I was curious to meet Gene’s mother, the forgotten object, as it were, of our session. I saw immediately that he had learned his meek mannerisms from her. Her head appeared at the edge of the plasterboard door—so flimsy a sound insulator we kept a white noise machine on all the time in what we laughingly called the waiting room, really a converted closet. They took their time before coming in; presumably Gene gave her a thorough report. Her hair was much curlier than Gene’s and a different color, an unnatural reddish brown. Dyed to cover premature graying, I decided. They had the same big dark eyes. Hers were bright and eager to please. Her mouth was wide like Gene’s, but the lips were thin. They shared the aquiline nose, although hers was perfectly centered.
“Hello?” her head said and then more of her appeared as I got up. They shuffled in together, Gene almost hiding behind her. She moved in sideways toward the couch, then sideways toward the desk, a silly maneuver of indirection. She was skinny, with a girlish figure, and her shoulders, like Gene’s, were broad and bony. She hung her head between them, somewhat like the submissive approach of a friendly dog. “I’m Carol, Gene’s mother,” she said. Her voice was a pleasant surprise, deep, mellifluous, and confident.
“Nice to meet you,” I said and shook her hand. It was limp and soft, begging to be taken care of. I let go quickly.

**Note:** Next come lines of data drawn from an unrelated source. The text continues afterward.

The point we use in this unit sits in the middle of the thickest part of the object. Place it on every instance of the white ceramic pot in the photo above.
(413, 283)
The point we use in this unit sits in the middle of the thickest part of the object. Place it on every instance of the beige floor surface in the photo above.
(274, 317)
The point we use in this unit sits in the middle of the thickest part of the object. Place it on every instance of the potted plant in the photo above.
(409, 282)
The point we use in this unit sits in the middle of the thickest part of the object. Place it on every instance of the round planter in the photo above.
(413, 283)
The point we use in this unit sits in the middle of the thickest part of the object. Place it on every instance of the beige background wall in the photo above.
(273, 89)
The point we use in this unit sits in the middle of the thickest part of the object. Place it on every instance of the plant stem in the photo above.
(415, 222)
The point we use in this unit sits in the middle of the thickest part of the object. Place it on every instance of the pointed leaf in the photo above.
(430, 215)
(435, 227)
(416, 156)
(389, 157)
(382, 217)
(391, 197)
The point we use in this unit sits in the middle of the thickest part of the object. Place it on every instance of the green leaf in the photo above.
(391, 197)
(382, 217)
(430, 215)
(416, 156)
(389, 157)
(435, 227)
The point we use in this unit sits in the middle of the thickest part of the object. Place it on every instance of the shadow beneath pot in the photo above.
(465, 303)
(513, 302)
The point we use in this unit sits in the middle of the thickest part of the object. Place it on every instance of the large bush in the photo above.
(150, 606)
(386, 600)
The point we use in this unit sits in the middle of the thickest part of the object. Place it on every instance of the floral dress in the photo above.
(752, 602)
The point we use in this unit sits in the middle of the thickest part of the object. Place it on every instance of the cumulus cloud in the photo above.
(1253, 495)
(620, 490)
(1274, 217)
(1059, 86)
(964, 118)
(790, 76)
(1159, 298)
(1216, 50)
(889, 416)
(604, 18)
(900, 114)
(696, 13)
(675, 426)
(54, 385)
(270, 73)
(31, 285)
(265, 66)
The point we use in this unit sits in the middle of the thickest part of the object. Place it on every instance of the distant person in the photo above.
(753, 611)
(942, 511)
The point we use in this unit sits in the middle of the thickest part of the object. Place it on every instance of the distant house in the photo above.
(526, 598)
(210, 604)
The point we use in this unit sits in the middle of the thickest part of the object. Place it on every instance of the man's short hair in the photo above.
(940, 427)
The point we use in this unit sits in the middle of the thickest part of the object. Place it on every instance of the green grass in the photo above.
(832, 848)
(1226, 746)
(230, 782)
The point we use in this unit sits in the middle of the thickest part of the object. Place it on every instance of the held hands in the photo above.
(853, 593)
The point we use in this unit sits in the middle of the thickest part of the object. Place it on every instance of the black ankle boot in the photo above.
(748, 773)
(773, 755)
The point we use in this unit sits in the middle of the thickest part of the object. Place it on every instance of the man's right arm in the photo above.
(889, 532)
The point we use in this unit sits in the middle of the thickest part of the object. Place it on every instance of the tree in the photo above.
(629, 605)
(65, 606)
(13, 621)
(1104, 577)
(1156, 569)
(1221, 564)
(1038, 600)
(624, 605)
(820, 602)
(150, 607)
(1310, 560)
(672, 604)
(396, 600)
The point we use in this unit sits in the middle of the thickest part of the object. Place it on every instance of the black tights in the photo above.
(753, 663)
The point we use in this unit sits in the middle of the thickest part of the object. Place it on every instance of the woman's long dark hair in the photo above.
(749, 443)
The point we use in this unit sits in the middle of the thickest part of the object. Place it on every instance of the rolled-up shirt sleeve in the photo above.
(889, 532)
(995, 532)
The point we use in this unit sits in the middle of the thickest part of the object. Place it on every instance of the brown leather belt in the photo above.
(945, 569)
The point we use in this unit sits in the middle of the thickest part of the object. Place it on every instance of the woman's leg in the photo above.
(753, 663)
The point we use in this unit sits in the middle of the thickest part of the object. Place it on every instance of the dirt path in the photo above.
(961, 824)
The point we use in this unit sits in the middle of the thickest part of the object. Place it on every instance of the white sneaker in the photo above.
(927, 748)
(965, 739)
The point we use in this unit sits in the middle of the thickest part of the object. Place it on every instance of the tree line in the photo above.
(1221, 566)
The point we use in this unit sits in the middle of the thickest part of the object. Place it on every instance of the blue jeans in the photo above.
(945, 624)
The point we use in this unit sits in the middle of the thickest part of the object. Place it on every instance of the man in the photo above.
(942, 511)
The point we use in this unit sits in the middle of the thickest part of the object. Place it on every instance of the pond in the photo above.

“Gene enjoyed talking to you, Doctor. We’re both grateful you spent so much time with him.”
I gestured for her to sit. “Gene, why don’t you pull up that folding chair?” I sat down. Gene obeyed with excessive haste. Carol perched on the edge of her chair, eyebrows up, expectant. Her facial expressions were cartoonish, exaggerating the feeling she wanted to express; they left an impression of disingenuousness. This family just wasn’t my cup of tea. I experienced a moment of inner despair, a weakness of mine that a good Self-Psychologist would have wanted to investigate, that I can best summarize as a feeling of fraudulence and hopelessness. I felt I had no business trying to be a healer, that I simply wasn’t compassionate or smart enough for the job. I had been analyzed, however, and I knew what had triggered this feeling: first, that I hadn’t immediately corrected the many mistakes I made in the session, and second, that I was in the process of lying—the truth was that Gene had already been assigned to me. Covering up mistakes and telling lies were bad for my Self. “I think Gene would benefit from coming here three times a week, say Mondays, Wednesdays and Fridays, probably after school if that fits into his schedule.”